Tony Blackburn Can't Make Your Way

Remarkably, bizarrely, incongruously, the bland of the bland, Radio One DJ Tony Blackburn delivered a rather faithful version of the Yardbird’s ‘I Can’t Make Your Way’. It appears on Side Two of his debut album Tony Blackburn Sings (flat, I might add) sitting alongside Four Tops and Vera Lynn covers. There’s a rather reserved attempt to emulate Beck’s guitar lines and an added backing vocal line “I can’t make it baby’, which I rather like. John Peel introduces Tony’s version [here] so please do give it your full attention

Awhile before Tony got a strangle hold on the Yardbirds’ tune, Texan and one time member of Gene Vincent’s Blue Caps, Scotty McKay, gave it his best shot. As part of the underused Simon Napier-Bell arranged contract with Columbia that gave individual Yardbirds the opportunity to produce the work of other artists, Jim McCarty took his new American friend, who he had met on the Dick Clark Caravan of the Stars tour in 1966, into the studio for a run through of ‘I Can’t Make Your Way’, released in March 1967 [here]. It’s a pleasant enough excursion, piano is the featured lead instrument, but it is all a bit lacklustre, doesn’t over shadow Blackburn’s version, which wouldn’t take that much effort, and is not a patch on Al Stewart’s cover of the Yardbirds’ ‘Turn into Earth’ that Paul Samwell-Smith helmed for Decca (released in August 1966) [here].

For a band that had a problem writing original material the Yardbirds nevertheless oversaw some arresting cover versions of tracks from Roger.

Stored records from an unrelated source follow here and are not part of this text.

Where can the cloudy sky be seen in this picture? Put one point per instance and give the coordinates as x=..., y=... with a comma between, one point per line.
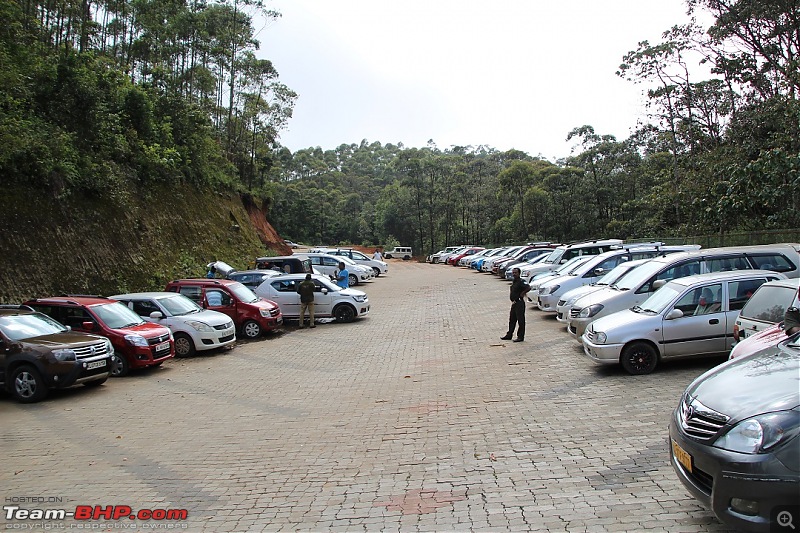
x=504, y=73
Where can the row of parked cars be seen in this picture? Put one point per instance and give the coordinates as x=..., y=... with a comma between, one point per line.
x=61, y=341
x=734, y=438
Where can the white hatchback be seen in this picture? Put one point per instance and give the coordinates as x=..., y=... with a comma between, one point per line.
x=193, y=327
x=330, y=300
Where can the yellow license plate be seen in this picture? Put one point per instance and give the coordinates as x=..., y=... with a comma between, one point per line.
x=682, y=456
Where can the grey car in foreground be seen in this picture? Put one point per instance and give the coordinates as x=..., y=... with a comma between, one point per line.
x=735, y=439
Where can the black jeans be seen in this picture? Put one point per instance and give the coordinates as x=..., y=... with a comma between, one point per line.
x=517, y=317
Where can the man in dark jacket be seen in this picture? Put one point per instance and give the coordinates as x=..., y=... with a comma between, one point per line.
x=517, y=315
x=306, y=291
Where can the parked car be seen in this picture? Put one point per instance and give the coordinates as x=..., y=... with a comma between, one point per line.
x=37, y=354
x=401, y=252
x=591, y=271
x=766, y=307
x=330, y=300
x=378, y=267
x=137, y=344
x=735, y=439
x=568, y=299
x=328, y=265
x=251, y=315
x=193, y=327
x=252, y=278
x=639, y=284
x=688, y=316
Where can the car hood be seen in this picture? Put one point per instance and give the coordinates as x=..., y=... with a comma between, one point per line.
x=766, y=381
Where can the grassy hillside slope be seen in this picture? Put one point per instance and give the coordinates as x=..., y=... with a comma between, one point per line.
x=134, y=242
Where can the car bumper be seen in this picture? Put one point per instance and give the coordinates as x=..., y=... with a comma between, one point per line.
x=604, y=354
x=715, y=477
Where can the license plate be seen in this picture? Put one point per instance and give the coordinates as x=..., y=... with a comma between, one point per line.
x=682, y=456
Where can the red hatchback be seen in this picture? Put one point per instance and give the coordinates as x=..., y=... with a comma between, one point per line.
x=251, y=314
x=137, y=344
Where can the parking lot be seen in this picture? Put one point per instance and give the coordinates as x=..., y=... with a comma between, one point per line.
x=415, y=418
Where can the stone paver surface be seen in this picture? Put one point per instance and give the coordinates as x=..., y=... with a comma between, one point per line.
x=415, y=418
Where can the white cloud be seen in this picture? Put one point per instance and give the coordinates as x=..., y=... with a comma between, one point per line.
x=507, y=74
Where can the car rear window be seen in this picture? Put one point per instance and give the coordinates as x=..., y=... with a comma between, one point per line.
x=769, y=303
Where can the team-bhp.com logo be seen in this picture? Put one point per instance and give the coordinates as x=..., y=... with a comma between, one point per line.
x=95, y=512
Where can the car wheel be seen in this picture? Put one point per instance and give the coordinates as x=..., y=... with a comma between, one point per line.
x=639, y=358
x=27, y=385
x=95, y=383
x=184, y=346
x=119, y=365
x=251, y=329
x=344, y=313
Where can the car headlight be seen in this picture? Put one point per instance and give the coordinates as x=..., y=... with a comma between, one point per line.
x=64, y=355
x=590, y=310
x=760, y=433
x=548, y=290
x=200, y=326
x=136, y=340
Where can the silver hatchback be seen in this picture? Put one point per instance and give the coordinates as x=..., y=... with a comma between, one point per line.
x=688, y=316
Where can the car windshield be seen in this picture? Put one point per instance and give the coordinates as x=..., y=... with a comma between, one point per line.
x=117, y=315
x=637, y=276
x=18, y=327
x=660, y=299
x=243, y=293
x=179, y=305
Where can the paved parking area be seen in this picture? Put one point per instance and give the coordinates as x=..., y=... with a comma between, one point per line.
x=416, y=418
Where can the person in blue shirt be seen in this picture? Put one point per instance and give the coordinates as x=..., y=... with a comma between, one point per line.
x=342, y=276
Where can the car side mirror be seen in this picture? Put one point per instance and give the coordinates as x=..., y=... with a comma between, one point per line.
x=672, y=315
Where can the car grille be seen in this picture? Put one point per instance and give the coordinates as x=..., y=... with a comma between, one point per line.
x=92, y=350
x=158, y=340
x=699, y=421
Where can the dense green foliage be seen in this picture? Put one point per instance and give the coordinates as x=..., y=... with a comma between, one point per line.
x=99, y=99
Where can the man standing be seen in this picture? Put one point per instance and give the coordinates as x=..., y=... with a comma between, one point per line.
x=306, y=291
x=342, y=276
x=517, y=315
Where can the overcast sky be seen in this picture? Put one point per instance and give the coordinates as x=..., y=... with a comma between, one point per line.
x=504, y=73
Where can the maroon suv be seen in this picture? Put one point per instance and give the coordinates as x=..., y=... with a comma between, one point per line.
x=251, y=314
x=137, y=344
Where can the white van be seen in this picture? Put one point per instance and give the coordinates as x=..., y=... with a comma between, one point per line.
x=766, y=307
x=400, y=252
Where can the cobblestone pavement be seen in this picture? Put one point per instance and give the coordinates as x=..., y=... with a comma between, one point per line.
x=415, y=418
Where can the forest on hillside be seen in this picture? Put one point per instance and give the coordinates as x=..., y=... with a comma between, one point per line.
x=102, y=99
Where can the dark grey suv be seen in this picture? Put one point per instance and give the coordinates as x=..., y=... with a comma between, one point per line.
x=735, y=439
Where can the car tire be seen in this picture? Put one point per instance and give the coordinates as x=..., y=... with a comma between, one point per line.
x=119, y=365
x=27, y=385
x=344, y=313
x=184, y=345
x=251, y=329
x=95, y=383
x=639, y=358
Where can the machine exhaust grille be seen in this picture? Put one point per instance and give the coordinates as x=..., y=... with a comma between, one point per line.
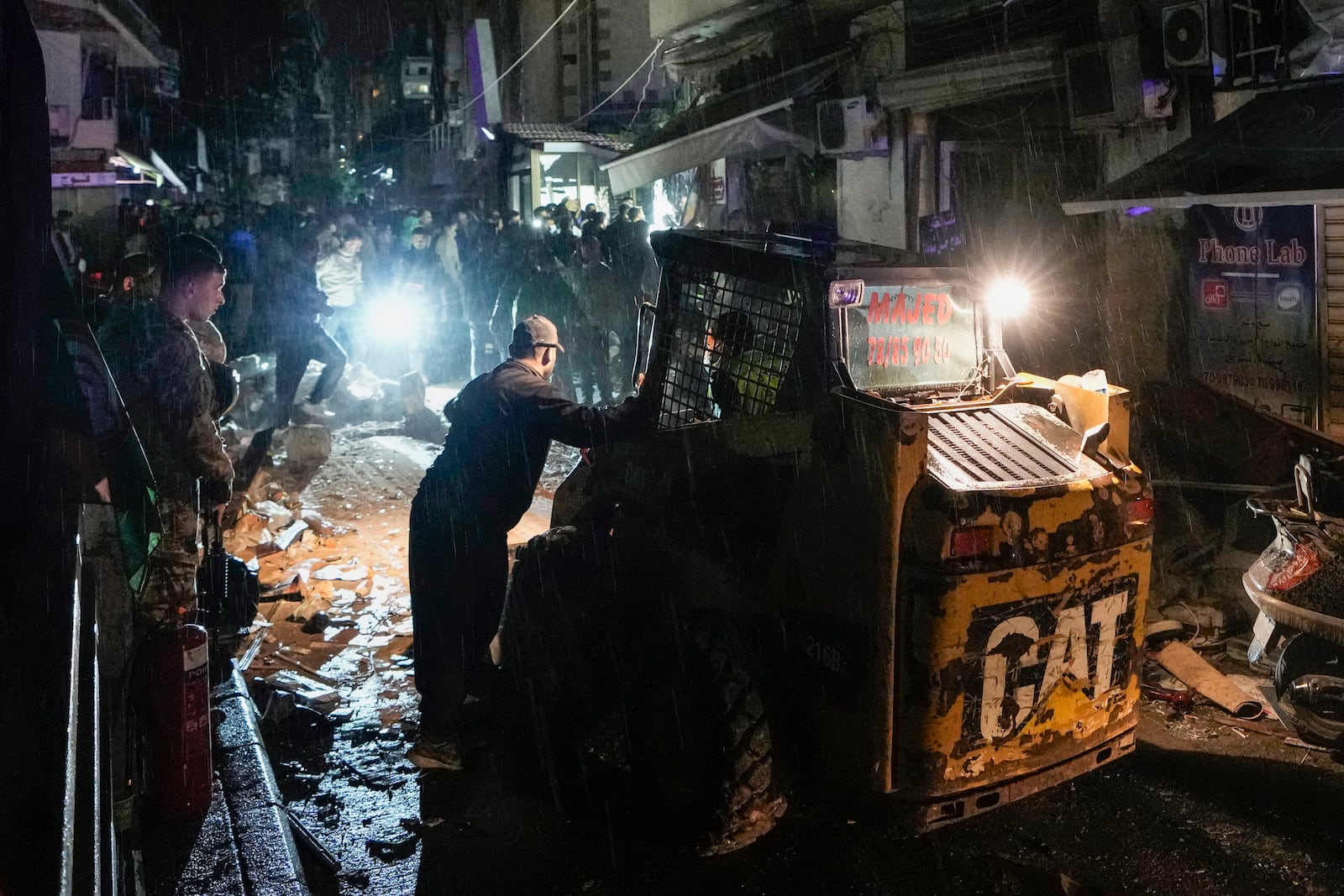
x=981, y=449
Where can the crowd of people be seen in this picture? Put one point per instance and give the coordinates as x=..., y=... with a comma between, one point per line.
x=398, y=291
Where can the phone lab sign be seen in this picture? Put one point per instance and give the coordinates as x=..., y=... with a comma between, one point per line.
x=1253, y=328
x=911, y=336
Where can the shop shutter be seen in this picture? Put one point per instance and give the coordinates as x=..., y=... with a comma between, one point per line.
x=1334, y=266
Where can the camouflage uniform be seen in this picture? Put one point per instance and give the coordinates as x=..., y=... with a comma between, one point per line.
x=168, y=392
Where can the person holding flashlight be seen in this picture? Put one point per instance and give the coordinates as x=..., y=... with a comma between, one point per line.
x=476, y=490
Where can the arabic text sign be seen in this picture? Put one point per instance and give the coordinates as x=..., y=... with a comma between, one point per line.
x=911, y=336
x=84, y=179
x=1252, y=291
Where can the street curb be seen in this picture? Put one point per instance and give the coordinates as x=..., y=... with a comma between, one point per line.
x=266, y=851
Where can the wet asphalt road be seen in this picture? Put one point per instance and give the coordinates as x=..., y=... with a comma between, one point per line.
x=1196, y=809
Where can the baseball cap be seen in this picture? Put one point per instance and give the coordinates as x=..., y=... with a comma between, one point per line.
x=537, y=332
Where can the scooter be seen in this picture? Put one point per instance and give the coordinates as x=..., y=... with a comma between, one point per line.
x=1297, y=584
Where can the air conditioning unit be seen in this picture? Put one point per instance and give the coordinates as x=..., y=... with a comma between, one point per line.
x=1196, y=36
x=851, y=128
x=1186, y=35
x=1105, y=85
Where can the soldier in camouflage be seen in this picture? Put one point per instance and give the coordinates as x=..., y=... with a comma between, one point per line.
x=167, y=389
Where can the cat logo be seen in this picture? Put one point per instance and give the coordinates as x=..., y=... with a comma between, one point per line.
x=1028, y=647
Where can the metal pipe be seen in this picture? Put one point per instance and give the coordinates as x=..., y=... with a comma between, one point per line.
x=309, y=841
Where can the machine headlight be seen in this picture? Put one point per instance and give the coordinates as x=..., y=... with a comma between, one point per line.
x=846, y=293
x=1007, y=297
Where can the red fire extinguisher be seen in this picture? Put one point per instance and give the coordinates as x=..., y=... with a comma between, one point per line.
x=181, y=694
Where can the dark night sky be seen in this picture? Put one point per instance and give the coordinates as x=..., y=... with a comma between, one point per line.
x=223, y=49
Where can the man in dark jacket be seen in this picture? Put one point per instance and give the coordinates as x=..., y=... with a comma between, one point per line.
x=168, y=392
x=300, y=338
x=477, y=490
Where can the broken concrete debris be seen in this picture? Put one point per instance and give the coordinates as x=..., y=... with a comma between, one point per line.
x=306, y=691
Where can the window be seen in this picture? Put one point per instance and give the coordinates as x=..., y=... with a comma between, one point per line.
x=765, y=329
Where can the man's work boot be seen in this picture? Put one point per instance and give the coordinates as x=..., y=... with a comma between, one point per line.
x=436, y=755
x=315, y=411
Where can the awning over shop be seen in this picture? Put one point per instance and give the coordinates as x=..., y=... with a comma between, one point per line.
x=167, y=170
x=746, y=134
x=564, y=139
x=732, y=125
x=147, y=170
x=965, y=81
x=1284, y=148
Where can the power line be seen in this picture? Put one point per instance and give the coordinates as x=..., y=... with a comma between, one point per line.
x=612, y=96
x=517, y=62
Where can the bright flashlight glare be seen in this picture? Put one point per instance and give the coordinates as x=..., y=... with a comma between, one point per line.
x=393, y=322
x=1008, y=297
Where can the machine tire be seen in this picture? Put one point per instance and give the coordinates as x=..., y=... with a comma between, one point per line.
x=1307, y=654
x=706, y=746
x=750, y=797
x=544, y=663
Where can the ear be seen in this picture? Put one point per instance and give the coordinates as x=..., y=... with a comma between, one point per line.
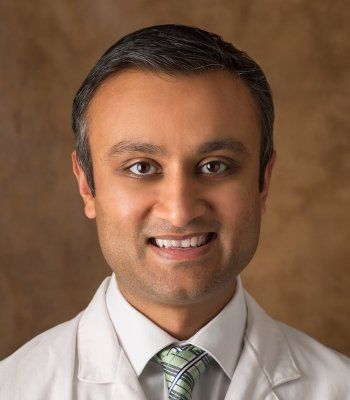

Though not from that album, you might also want to tune into Manfred Mann’s Henry Mancini-esque ‘Still I’m Sad’ [here] . . . Down the road apiece, I suspect I’ll be back with more of the same . . .

Recorded after his dalliance with the Yardbirds on the Dick Clark Caravan and his Columbia 45, McKay’s tribute to the band with ‘Train Kept-A-Rollin’ (note the writer credit) is outstanding and even better in the unedited version you can hear here

Bear Family have a very fine compilation of Scotty’s tracks in their ‘Rocks’ series, which comes with a biography that is as detailed as you could hope for. The edited single version of‘Train Kept-A-Rollin’ makes an appearance but not ‘I Can’t Make Your Way’, which was probably because it doesn’t rock.